Introduction
Before I built my bc
, I spent time trying to build a graphical
programming language. While I have since learned the error of trying to do that,
I learned a lot, and more importantly, I made some useful libraries in C.
My most useful library is Dyna (which is now the container
module of Yc), a
library of dynamic data structures. I started this library because I missed the
C++ STL, and I did not want to write in C++.
Dyna vs the C++ STL
Unlike the static, compile-time template expansion of STL, Dyna works by allowing the user to set, at runtime, sizes and destructors for items. It also treats items as bags of bits; to Dyna, there is nothing special about items themselves.
When I was building the user interface library, called Wima (now defunct), for
the graphical programming language, I used Dyna extensively underneath. What
made it awesome was that Wima could use malloc()
in the way that it wanted,
and it did not matter to Dyna.
In fact, Dyna itself has a memory pool, and I was able to put one of those pools into another Dyna container without any special code; I just needed to provide the memory pool’s already-existing destructor to its container.

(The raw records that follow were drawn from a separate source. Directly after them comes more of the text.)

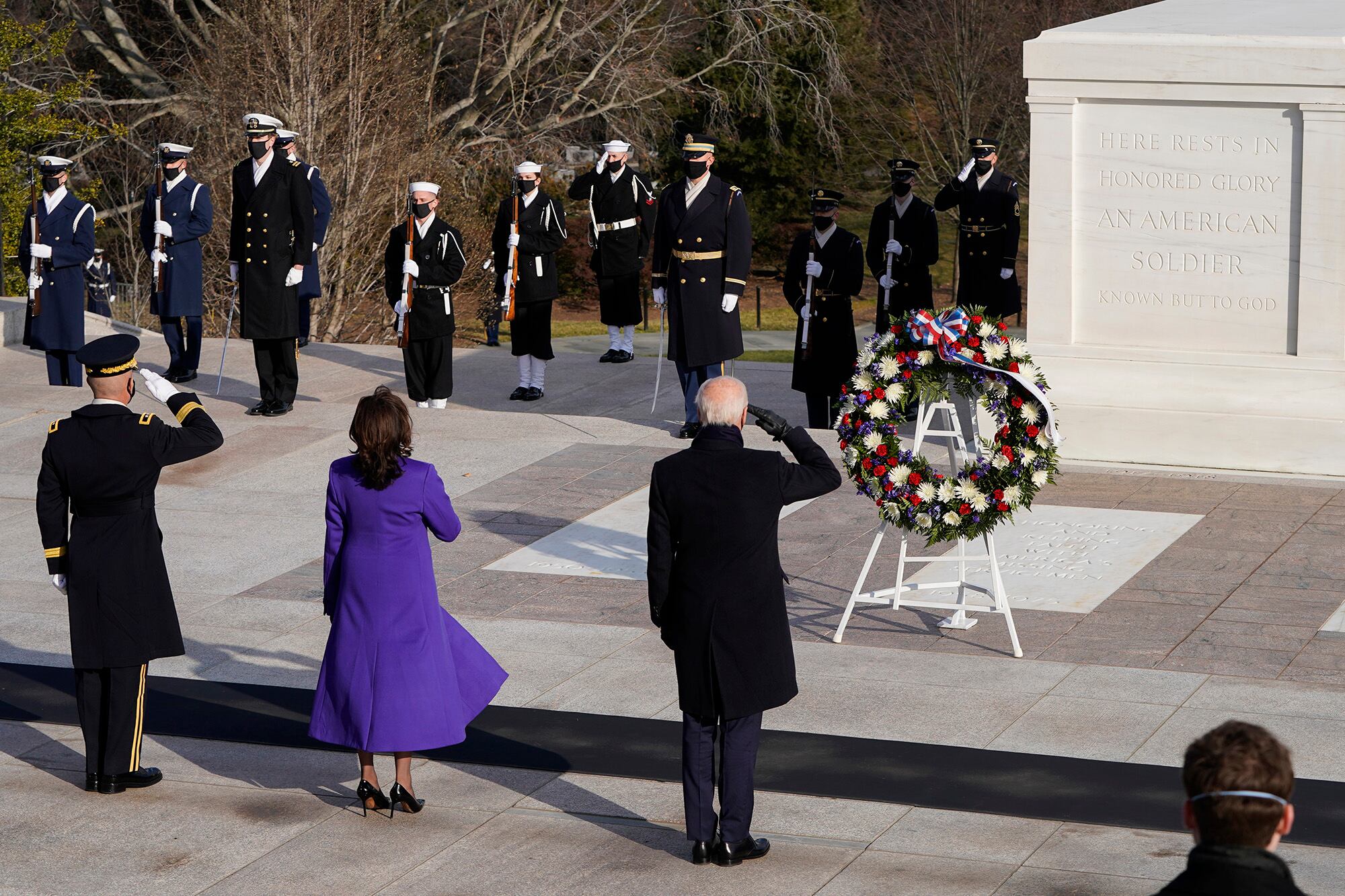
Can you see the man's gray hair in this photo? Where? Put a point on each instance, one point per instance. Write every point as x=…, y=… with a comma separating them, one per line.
x=722, y=400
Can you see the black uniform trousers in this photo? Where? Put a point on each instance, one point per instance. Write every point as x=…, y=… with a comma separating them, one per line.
x=430, y=368
x=184, y=342
x=278, y=369
x=112, y=715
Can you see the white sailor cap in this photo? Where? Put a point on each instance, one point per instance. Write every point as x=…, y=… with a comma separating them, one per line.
x=174, y=151
x=258, y=123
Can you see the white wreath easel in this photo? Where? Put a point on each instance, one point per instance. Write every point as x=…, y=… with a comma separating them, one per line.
x=997, y=596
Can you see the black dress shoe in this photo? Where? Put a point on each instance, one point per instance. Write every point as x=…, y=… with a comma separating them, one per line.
x=139, y=778
x=742, y=850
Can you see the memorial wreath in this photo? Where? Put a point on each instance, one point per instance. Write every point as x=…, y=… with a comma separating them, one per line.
x=917, y=362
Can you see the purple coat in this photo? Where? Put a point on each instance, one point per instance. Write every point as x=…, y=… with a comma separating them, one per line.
x=400, y=673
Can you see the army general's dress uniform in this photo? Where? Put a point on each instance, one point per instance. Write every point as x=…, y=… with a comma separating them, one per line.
x=271, y=232
x=839, y=259
x=703, y=255
x=102, y=464
x=988, y=233
x=65, y=228
x=915, y=225
x=188, y=216
x=438, y=252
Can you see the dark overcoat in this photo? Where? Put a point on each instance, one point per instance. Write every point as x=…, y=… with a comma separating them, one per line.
x=69, y=231
x=831, y=361
x=700, y=331
x=440, y=257
x=189, y=210
x=716, y=584
x=102, y=464
x=271, y=232
x=541, y=228
x=918, y=232
x=988, y=240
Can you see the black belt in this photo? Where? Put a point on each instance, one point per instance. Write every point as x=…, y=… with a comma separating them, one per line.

I thought this was normal, until I came across these three posts.
It turns out that if I had used the C++ STL, I would not have been able to use special allocators, like Dyna’s memory pool, without a lot of headache because the STL and its templates end up making different vectors, and/or other containers, incompatible with each other if they use different allocators. Dyna does not have that problem because everything is plain pointers.
On top of that, C++ iterators can cause the same frustrations.
Now, Dyna has iterators too, but Dyna’s iterators are (mostly) plain pointers that are translated into indices, incremented, and translated back into pointers. Because of that, with one exception, they can be treated as simple pointers.
Not only that, but plain C arrays are faster than C++ STL vectors, at least according to the posts linked above and my own tests, even though Dyna uses runtime data and STL vectors use templates.
Rust
I do agree with most people that Rust has pushed the software industry forward, by leaps and bounds. But I have never wanted to program in it.
The reason is that Rust has different, incompatible pointer types. If you write a function that takes a specific type of pointer, it can’t take any other, without a lot of effort. I recognized early on that this would be a pain point, and while Rust has been carefully designed to avoid that pain as much as possible, it still exists.
That said, Rust’s solution to the memory management problem is a good one, even though it requires incompatible pointer types.
Yao
So what does this all mean for Yao?
Well, because Rust’s memory management scheme is still the best ever made, Yao will have it, and thus, it will have different pointer types, like Rust. It will have borrowed pointers, owning pointers, and reference counted pointers. In fact, users will be able to create their own pointer types.
And yet, Yao must avoid the problems that Rust and C++ have. How will I do it?
The answer lies in what kind of pointers create the problems in the first place: different, incompatible pointers.
Obviously, Yao will have different kinds of pointers, but maybe there is a way to make sure that they are not incompatible.
And there is: Yao’s pointer types will have to implement a Go- or Java-style interface, and functions will require that interface instead of a specific pointer type. (Obviously, if a function does need a specific pointer type, it can require that too.)
This means that Yao will have different, but not incompatible, pointer types. For the most part, pointers in Yao will be able to be treated as nothing more than plain pointers while implementing a modern, deterministic memory management scheme underneath.
Because when it comes down to it, users should not have to choose between flexibility and ease of use.